Nevertheless, NUSRL vice chancellor professor AK Koul told Legally India that if the government did not make Rs 43 crores available to the college in order to start the first phase of construction, it would have to halt admissions in the coming academic session due to a lack of space.

“If the State government is interested to open up the law universities, but there is zero infrastructure, they [the students] do not have any future here. Why should a student join my university?” asked Koul.

NUSRL second and third year students Abhinav Prakash, Saurav Bhaumik, Abhishek Chaube, Ashish Abhijit, Riddhi D Souza, and Aditi Singh had intervened in the public interest litigation of the bar association of Jharkhand praying for government action against the local villagers who were obstructing the construction of NUSRL’s campus.

NUSRL was allotted 63 acres for its campus in Nagri Village by the government of Jharkhand last year, and in January the university constructed its boundary wall on the allotted land. However, in April local villagers protested against the construction and demolished the boundary wall.

The villagers asserted their claim to the disputed land on the basis that when the land was acquired from their ancestors by the government more than 50 years ago, they were not compensated in lieu of it. They argued that because the land was agricultural in nature, it was their primary source of survival.

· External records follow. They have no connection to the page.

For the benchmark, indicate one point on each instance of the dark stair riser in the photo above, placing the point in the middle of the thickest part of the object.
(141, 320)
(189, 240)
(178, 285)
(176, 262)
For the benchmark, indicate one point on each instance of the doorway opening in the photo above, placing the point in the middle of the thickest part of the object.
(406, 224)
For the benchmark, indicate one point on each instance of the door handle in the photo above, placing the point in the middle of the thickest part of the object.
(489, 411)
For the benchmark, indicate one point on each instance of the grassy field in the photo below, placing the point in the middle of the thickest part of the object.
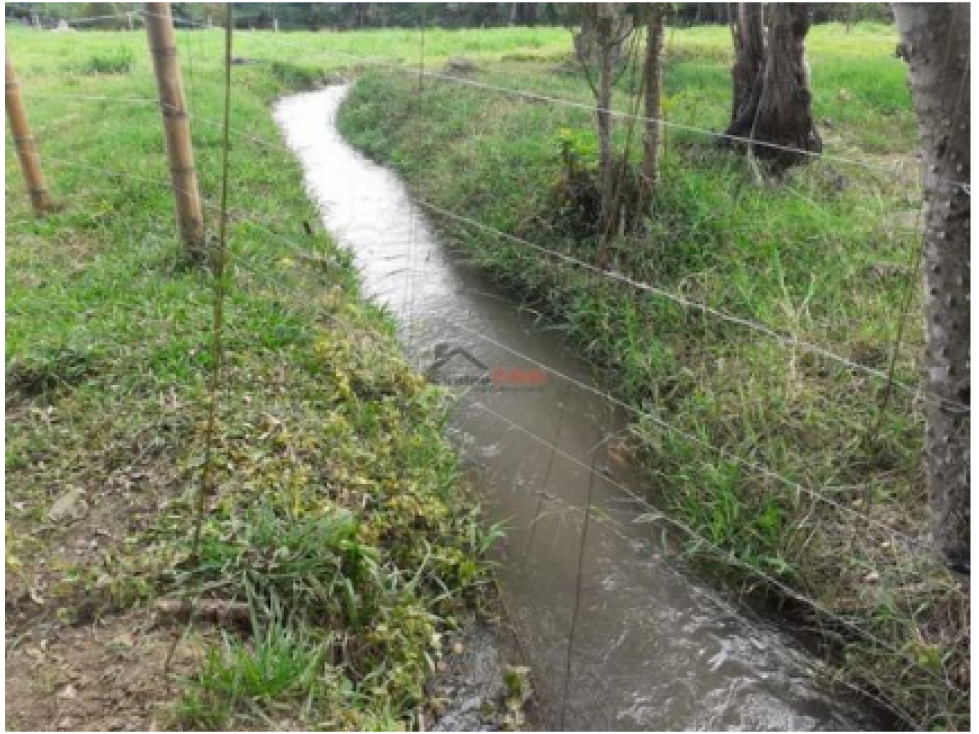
(338, 546)
(825, 255)
(327, 438)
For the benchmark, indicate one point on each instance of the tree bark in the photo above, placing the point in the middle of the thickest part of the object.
(778, 109)
(748, 35)
(653, 81)
(937, 38)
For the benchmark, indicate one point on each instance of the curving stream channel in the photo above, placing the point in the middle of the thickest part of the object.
(653, 648)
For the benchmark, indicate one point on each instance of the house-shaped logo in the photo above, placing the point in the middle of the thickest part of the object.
(456, 366)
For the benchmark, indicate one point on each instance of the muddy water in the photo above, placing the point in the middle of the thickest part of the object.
(653, 649)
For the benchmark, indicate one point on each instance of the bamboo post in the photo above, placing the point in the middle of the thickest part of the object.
(30, 164)
(176, 127)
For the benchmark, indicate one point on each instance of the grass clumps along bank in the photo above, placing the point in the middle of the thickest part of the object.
(338, 542)
(825, 255)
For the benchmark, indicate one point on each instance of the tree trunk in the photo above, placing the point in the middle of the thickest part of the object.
(937, 38)
(748, 35)
(653, 80)
(605, 40)
(778, 109)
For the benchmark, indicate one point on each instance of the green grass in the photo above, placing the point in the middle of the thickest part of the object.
(824, 255)
(339, 516)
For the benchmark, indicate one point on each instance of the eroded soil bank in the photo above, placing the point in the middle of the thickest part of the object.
(653, 649)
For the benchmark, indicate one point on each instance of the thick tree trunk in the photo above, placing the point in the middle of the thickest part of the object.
(748, 35)
(653, 76)
(778, 109)
(937, 38)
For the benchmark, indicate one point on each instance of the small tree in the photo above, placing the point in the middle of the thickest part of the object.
(653, 83)
(604, 28)
(937, 40)
(771, 98)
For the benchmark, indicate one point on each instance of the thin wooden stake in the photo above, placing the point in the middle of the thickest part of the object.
(30, 164)
(176, 126)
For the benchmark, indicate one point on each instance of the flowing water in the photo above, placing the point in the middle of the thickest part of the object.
(653, 648)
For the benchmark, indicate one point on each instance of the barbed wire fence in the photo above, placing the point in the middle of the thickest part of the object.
(910, 544)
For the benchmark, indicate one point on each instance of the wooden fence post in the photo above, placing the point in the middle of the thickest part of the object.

The interveners, all members of NUSRL’s Centre for Legal Aid Programme (CLAP) researched and presented scientific data to the court suggesting that the land in question yielded agricultural produce far below the minimum recognised “per person per day requirement”. They submitted that it was impossible that the persons who were claiming total dependency on agriculture had a genuine claim.

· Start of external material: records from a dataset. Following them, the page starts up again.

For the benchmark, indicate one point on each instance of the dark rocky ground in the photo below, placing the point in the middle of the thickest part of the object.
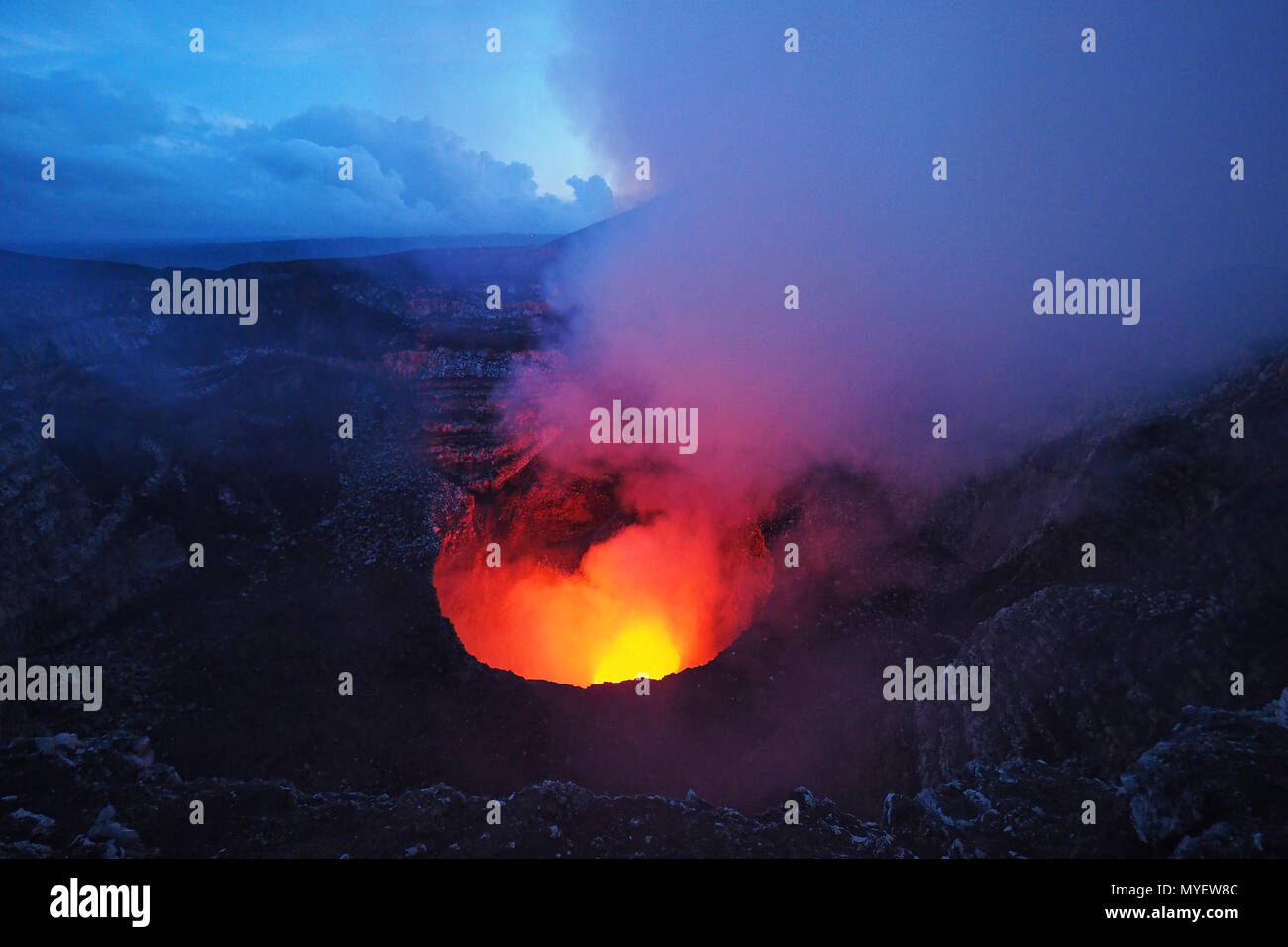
(1109, 684)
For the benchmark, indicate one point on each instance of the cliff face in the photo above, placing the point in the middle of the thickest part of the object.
(1108, 684)
(1214, 789)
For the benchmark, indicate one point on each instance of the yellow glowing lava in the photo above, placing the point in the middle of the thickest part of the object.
(642, 650)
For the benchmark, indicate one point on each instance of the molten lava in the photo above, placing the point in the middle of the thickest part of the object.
(653, 598)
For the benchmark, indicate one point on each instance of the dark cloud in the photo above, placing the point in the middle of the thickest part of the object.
(127, 167)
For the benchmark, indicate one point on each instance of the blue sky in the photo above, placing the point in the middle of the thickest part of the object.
(114, 93)
(1060, 154)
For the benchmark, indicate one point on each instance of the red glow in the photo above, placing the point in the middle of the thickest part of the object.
(651, 599)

The chief justice’s bench admitted the students’ submission and ordered: “So far as the construction is concerned that must be cleared by the State Government in the administrative side within two weeks from today so that actual construction of the building of at least National Law University may start which has to give the admission to the students in time which can be done provided that it will have its own hostel and other infrastructure.”

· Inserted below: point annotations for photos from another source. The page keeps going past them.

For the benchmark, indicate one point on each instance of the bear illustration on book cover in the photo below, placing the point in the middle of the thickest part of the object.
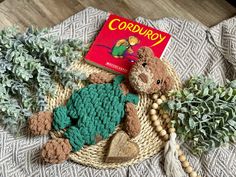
(115, 48)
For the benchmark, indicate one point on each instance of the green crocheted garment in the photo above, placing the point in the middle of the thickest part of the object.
(94, 110)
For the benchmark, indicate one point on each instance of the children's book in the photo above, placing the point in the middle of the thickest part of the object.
(115, 48)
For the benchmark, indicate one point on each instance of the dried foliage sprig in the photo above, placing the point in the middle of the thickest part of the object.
(31, 64)
(205, 113)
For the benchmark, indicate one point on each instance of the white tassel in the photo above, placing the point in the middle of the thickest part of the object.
(172, 164)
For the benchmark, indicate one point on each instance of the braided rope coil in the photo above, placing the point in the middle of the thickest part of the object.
(148, 141)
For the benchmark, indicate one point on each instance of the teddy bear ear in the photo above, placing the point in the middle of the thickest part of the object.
(145, 52)
(167, 84)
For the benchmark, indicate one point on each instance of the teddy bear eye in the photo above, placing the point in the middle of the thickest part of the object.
(144, 64)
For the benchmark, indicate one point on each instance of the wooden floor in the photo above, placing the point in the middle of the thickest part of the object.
(46, 13)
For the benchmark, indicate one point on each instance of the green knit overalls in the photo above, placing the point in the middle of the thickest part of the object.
(91, 111)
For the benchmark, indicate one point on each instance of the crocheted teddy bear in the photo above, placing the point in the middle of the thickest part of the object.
(93, 112)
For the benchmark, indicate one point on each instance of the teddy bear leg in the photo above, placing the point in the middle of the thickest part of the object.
(40, 123)
(56, 150)
(132, 123)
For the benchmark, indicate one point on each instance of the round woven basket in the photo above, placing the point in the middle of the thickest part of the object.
(94, 155)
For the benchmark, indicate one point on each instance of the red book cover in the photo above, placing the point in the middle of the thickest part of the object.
(115, 48)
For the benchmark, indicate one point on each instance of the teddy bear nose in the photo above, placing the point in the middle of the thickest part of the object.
(143, 77)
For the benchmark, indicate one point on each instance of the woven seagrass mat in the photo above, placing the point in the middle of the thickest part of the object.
(148, 140)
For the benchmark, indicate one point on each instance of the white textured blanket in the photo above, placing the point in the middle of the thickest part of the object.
(194, 50)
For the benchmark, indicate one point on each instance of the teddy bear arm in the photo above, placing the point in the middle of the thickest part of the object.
(100, 78)
(132, 123)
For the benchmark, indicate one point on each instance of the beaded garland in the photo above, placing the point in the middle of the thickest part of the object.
(161, 130)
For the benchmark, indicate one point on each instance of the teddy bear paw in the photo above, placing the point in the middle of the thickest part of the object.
(40, 123)
(56, 150)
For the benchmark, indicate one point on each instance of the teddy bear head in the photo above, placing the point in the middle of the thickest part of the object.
(149, 74)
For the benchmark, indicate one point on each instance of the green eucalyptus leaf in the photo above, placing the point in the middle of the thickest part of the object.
(205, 113)
(31, 66)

The court ruled that the university can resume construction from 25 September and the state government is required to secure the construction.

Koul commented: “The government had washed its hands of the dispute. That was something surprising, that the government who had given this land to us said we’re sorry we have given you this land but it is fertile land. We had spent [Rs] four crores on the construction of the boundary wall.”

Koul told Legally India that according to the present blueprint, the estimated total cost of construction would come to Rs 400 crore out of which Rs 100 crore was required immediately to begin construction of the academic block and the hostels. The university purse presently held only Rs 57 crore, which, according to Koul, was sanctioned by the state government 10 years ago.

“This university has been in limbo for the last 10 years,” he said, adding: “Everything is ready but unfortunately the government has to provide us the logistics. They are not providing the logistics rather they are inciting the villagers.

“In Jharkhand there is a lot of land mafia.”

The law school admitted its first batch of students in 2010, providing them accommodation in three different hostels since then, stated the intervention application. The hostels were all so far from the campus that buses needed to be organised.

Koul told Legally India that the students had access to only an “online library”, and there was no room for moot court and other co-curricular and extra-curricular activities at the law school at present.

One student of the university complained: “We are suffering from this problem, there is no place to put books in the library, Manupatra and Lexis Nexis are not enough to us, we are not getting very interactive over here because of a small mess. Recently we conducted a national seminar in a rented stadium in the vicinity but we have no place of our own for these activities.”

In June of last year, Legally India had reported that the NUSRL dean vowed that the 100 acre campus grounds allotted by the state government, would help NUSRL become one of the best law colleges in the country.